Behind skyscrapers and modern fashionable downtown areas hides the world of shitamachi. “Shitamachi” literally means “lower town” and refers to downtown Tokyo, the areas located on the east side. These areas surrounded “higher” Edo (the old name for Tokyo) castle and along the Sumida River, where Tokyo’s original center started developing. The lower city was inhabited mainly by lower working classes as opposed to the higher classes who lived on the western side of the city.
Shitamachi, the Districts of Traditional Downtown Tokyo
According to Western imagery, we define a downtown as a specific area usually connected to the idea of a modern financial and economic hub of a metropolis. However, the Japanese “shitamachi” is completely different and encloses the quintessence of a traditional and authentic Japanese atmosphere almost lost in districts such as Shinjuku, Ginza, or Akihabara.
It is impossible to pinpoint one particular “shitamachi” area in the whole city since Tokyo has developed many different “downtown areas” due to its huge urban landscape.
Shitamachi still retain similar characteristics, such as small and narrow alleys, low buildings, and traditional wooden ikkodate (一戸建て, single-family houses).
Let’s discover the five shitamachi areas in Tokyo you need to visit to dive deep into the nostalgic atmosphere of an untouched old Edo.
Asakusa and Mukojima
Probably the most widely known shitamachi area in the city, Asakusa’s origins date back to when the famous Sensoji temple was founded in the 7th century and has been a leading entertainment district for many centuries.
Around the landmark of Sensoji Temple, Asakusa Shrine, and Nakamise Dori—a long shopping street that connects the temple’s main gate to the main building and dates back to the 18th century—dozens of small shops surround the area. Head out further west towards Kappabashi or Kagurazaka, or cross the Sumida river to get to the Mukojima district.
Mukojima is another shitamachi area, but since it’s not usually covered by tourist guides, it holds a more authentic atmosphere than Asakusa.
Yanaka Ginza, Nezu and Sendagi
The areas of Yanaka, Nezu, and Sendagi are quiet neighborhoods just north of the Ueno area and probably one of the most well-known shitamachi areas in Tokyo after Asakusa.

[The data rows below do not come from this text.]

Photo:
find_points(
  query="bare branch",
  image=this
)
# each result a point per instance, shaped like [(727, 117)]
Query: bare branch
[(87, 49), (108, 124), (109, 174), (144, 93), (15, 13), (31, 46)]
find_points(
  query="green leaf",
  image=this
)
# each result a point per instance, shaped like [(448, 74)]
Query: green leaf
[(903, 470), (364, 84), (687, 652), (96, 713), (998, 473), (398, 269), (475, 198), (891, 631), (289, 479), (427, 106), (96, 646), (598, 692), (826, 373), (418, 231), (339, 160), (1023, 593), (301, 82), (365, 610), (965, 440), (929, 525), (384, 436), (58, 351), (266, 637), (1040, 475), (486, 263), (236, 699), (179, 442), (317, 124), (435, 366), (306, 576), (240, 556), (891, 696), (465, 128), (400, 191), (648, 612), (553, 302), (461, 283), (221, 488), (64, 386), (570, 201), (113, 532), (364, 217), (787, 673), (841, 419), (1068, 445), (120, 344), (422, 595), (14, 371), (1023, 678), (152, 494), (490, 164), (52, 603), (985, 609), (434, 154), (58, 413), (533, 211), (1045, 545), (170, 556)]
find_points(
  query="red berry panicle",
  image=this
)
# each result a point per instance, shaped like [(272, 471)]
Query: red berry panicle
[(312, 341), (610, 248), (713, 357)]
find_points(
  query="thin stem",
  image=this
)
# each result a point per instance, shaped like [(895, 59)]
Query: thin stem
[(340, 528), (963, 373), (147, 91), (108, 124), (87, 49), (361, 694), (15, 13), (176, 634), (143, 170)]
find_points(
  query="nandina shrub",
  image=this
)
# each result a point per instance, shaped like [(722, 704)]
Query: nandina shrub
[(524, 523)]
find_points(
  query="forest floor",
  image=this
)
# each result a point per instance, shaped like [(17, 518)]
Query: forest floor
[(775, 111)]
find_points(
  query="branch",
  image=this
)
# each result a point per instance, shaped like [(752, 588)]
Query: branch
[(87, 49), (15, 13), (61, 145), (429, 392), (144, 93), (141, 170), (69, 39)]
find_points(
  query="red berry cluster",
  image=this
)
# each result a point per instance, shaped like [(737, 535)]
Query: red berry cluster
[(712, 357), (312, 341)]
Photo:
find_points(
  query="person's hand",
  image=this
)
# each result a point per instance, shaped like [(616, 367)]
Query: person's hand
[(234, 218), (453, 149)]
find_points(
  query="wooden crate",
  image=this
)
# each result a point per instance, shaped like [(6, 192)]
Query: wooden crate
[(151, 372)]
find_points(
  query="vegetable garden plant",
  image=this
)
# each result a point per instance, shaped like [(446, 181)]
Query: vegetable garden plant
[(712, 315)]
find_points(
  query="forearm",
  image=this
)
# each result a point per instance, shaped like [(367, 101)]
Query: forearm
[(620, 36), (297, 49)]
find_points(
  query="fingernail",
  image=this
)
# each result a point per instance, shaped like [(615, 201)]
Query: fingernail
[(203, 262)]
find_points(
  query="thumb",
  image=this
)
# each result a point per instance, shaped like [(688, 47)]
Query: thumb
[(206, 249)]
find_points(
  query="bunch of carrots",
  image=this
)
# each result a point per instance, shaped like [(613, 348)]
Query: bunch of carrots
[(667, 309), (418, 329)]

Yanaka Ginza (the word “ginza” meaning “shopping street”) is the center of this area where activities are concentrated—the locals gather together in the lively 200m-long shopping street.
Thanks to the nostalgic and peculiar environment, the influx of tourists is getting bigger and bigger, but nonetheless, the area still retains its local and authentic atmosphere, and it feels like traveling back in time to the Showa Era (the 1980s). Enjoy local street food such as “menchi katsu” (ground meat cutlet) or “korokke” (potato croquettes) or sit down on a stool and taste some locally brewed nihonshu at the sake shop at the end of the street.
Affectionately known as the “Harajuku for old people” in reference to the district’s average consumer age (which is indeed quite high), Sugamo is a neighborhood on the Yamanote line in the northeast area of Tokyo where the older generations of Tokyoites come together. Strolling around the long Jizodori street packed with small shops, you can witness the daily life of locals running around on errands. Buy some red underwear for good luck—which is a must-do in Sugamo, or indulge in some wagashi (和菓子, traditional Japanese sweets) sold widely around the area.
Ameyoko shopping street is located between Okachimachi and Ueno stations. The history of the area goes back to World War II, when the shopping street developed into a black market. Today it is an open-air market with a diverse variety of shops (ranging from clothes to cosmetics) and food stalls ranging from traditional Japanese dishes such as soba to other Asian cuisines.
If you are looking to get your fabric fix for your next sewing project, Nippori is the place to go.
Nippori is widely known as the largest fabric district in the whole metropolitan area of Tokyo. It retains a cozy local atmosphere since most of the shops have not been renovated, and they still seem to be run by energetic “obaachan” and “ojiichan” (old ladies and old men).
Why Downtown Tokyo is a Must Visit
Tokyo’s shitamachi retain all the traditional Japanese charm and are some of the most laid-back areas of the city—the tranquil local setting is striking as opposed to the chaotic and fast-paced western side of the city. These five shitamachi, which are a must-visit if you are in Tokyo, are the perfect representation of the coexistence of old and new and traditional and modern within the Tokyo metropolis.